Dove non arrivarono Mussolini e la propaganda, intervenne l'ego degli italiani. All’inizio degli anni Trenta il duce (anzi, il DUCE, come il segretario del partito Achille Starace impose che si scrivesse) aveva già assunto le caratteristiche di una divinità egizia e diventò il prodotto principale della fabbrica del consenso, per mutuare espressioni del nostro tempo: Mussolini veniva rappresentato «come la somma e la sintesi superiore d'ogni tipo di grandezza d'uomo e di pensiero e d'uomo d'azione mai apparsi in qualsiasi epoca: statista, legislatore, filosofo, scrittore, artista, genio universale ma anche profeta, messia, apostolo, maestro infallibile, inviato da Dio, eletto dal destino e portatore di destino», scrive Emilio Gentile in Il culto del littorio. I paragoni si sciupavano: erano continuamente messi al suo confronto Cesare e Cavour, Napoleone e Garibaldi, Machiavelli e Mazzini, persino Socrate e san Francesco.
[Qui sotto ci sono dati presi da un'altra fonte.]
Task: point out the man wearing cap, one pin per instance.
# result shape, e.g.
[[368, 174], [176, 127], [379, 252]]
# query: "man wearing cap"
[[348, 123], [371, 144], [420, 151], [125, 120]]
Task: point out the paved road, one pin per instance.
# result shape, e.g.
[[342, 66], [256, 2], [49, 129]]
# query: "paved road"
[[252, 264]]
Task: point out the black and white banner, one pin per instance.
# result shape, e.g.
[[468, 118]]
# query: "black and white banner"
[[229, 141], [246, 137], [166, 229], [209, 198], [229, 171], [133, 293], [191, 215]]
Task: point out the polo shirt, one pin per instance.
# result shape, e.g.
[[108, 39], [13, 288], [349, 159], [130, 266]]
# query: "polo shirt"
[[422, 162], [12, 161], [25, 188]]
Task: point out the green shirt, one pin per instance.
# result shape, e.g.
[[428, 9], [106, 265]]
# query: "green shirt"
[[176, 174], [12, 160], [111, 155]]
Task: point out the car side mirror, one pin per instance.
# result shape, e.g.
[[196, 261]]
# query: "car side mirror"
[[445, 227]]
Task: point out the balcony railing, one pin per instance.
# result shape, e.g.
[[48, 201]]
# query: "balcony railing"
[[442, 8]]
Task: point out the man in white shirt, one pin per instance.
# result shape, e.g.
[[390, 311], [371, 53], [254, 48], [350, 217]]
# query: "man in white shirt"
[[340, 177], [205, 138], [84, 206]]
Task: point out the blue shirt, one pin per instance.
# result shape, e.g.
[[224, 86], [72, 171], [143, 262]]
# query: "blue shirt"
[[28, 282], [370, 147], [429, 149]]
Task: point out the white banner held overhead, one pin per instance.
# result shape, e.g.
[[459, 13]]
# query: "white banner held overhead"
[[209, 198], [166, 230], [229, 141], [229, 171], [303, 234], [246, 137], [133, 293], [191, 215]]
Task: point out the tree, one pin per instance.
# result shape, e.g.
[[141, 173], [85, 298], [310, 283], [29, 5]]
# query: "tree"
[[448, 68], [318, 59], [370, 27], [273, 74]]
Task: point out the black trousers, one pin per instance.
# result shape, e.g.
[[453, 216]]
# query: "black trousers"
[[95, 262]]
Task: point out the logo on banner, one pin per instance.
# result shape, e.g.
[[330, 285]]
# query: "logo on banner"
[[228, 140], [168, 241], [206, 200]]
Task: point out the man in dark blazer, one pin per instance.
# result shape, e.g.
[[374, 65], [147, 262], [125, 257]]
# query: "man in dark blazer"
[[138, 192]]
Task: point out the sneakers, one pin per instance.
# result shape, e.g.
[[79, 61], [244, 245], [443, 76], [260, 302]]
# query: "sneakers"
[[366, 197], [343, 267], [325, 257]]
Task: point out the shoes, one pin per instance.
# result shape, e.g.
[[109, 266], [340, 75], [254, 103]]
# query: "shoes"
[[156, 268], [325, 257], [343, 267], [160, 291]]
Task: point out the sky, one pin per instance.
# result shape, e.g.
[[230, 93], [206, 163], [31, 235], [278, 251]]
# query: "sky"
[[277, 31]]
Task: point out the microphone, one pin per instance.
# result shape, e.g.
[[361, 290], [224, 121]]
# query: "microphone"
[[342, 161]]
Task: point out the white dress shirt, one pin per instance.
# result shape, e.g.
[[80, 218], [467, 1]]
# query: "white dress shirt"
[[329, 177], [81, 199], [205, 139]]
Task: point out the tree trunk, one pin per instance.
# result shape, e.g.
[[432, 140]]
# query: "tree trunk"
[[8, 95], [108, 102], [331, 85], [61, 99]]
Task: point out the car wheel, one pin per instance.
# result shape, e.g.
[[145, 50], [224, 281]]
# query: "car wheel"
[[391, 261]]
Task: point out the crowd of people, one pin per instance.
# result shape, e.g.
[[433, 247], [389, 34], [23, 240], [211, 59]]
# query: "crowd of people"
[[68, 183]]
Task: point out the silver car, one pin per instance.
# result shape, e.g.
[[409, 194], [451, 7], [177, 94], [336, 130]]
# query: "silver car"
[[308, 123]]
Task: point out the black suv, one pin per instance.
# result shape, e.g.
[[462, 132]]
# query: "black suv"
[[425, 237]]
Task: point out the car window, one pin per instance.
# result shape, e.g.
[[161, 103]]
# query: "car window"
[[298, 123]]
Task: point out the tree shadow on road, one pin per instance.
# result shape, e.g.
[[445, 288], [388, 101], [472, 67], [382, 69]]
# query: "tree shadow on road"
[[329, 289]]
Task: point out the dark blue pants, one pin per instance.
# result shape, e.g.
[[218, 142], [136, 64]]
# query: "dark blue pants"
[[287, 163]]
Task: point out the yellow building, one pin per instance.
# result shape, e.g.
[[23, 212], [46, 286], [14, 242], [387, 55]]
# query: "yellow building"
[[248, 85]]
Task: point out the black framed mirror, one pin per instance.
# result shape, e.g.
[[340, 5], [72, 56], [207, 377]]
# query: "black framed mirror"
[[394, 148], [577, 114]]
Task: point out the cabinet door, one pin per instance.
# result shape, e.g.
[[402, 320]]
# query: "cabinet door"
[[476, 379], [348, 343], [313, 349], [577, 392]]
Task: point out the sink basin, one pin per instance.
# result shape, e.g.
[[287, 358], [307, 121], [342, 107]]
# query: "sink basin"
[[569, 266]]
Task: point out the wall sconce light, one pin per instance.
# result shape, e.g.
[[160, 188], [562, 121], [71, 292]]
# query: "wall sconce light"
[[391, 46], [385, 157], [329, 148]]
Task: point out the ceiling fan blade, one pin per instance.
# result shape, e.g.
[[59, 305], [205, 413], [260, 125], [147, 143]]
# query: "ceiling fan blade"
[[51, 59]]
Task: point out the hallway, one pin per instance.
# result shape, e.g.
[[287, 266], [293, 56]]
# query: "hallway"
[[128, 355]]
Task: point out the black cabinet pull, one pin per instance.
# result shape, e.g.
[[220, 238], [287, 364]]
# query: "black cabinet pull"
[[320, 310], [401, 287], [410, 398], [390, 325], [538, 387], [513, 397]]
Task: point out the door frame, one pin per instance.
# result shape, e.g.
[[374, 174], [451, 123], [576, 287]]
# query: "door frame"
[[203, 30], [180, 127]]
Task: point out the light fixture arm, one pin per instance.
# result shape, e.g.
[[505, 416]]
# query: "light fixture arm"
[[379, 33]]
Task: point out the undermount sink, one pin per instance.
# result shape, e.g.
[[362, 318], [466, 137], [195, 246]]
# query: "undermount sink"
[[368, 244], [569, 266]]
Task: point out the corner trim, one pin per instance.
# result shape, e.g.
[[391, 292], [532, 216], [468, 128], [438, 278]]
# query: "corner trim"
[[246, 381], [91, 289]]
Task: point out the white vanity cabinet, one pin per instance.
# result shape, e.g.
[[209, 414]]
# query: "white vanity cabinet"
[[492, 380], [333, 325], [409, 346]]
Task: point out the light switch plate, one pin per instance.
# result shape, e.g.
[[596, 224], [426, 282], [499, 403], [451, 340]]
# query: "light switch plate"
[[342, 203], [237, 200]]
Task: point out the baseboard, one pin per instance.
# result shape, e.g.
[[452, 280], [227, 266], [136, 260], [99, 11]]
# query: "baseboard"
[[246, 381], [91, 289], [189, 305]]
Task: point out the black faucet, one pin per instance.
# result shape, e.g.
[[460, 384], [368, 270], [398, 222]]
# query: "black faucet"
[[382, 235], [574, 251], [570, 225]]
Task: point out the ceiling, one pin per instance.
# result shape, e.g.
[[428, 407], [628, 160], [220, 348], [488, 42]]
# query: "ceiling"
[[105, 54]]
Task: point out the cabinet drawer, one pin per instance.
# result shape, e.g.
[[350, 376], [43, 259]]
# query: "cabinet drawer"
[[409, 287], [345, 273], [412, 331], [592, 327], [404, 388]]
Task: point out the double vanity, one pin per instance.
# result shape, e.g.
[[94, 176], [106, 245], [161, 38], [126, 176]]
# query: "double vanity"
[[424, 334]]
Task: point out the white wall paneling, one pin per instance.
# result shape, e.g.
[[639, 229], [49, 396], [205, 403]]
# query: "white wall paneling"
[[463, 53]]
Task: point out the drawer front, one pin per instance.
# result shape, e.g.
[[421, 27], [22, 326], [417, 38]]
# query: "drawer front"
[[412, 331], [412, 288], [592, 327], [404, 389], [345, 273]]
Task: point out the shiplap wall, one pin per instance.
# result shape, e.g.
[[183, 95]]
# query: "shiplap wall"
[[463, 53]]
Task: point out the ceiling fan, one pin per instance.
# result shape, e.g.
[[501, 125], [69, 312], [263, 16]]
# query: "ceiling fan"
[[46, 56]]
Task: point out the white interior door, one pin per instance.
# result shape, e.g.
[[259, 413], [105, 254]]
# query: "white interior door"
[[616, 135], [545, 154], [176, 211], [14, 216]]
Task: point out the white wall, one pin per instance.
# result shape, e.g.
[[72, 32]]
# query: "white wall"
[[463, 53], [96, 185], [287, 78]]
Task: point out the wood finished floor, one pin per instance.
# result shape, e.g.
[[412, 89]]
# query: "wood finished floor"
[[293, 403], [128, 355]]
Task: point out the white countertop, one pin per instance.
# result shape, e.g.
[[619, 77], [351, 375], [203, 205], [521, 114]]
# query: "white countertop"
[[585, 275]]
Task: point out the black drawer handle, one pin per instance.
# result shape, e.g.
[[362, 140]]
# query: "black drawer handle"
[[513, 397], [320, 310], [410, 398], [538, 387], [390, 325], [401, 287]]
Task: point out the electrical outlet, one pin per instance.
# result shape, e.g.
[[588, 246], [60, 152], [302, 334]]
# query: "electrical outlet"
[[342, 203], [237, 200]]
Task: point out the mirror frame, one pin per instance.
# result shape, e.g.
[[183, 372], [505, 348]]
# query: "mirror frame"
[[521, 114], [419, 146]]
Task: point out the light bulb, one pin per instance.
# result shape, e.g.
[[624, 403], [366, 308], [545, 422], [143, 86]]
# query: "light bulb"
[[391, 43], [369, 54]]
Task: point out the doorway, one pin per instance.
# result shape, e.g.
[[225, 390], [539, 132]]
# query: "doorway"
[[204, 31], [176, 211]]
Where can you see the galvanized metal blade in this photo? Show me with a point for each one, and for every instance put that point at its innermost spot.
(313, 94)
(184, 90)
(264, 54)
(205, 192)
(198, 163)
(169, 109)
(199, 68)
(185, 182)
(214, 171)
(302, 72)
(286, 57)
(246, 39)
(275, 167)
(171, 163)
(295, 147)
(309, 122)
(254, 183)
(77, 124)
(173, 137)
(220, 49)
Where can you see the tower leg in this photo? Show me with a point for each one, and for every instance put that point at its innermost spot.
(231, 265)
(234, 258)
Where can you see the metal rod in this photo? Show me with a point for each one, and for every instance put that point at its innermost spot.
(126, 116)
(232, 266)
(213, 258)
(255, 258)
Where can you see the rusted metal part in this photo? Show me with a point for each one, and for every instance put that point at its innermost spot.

Nella Scuola di mistica fascista, frequentata da giovani intelligenze, alcune non banali, veniva studiato nei dettagli ogni discorso o scritto mussoliniano. Non si trattò soltanto di un delirio collettivo o di una sottile quanto complessa strategia propagandistica. La deificazione del duce era connaturata alla religiosità civile della maggioranza del popolo italiano, ancora impastata con forti elementi di superstizione. Benito rappresentava la miscela micidiale di patriottismo religioso e rivoluzione, ortodossia ai valori civili e sradicamento delle norme.

Non fu solo un’adulazione collettiva imposta dall’alto, come troppo e troppo a lungo sostenuto, e neppure soltanto una manifestazione dell’ingenuità e dell’ignoranza popolari. Il sentimento di adorazione verso Mussolini, che travalicava ogni propaganda per divenire coscienza individuale e stato d’animo collettivo, era genuino in molti – ignoti o illustri – che lo manifestarono.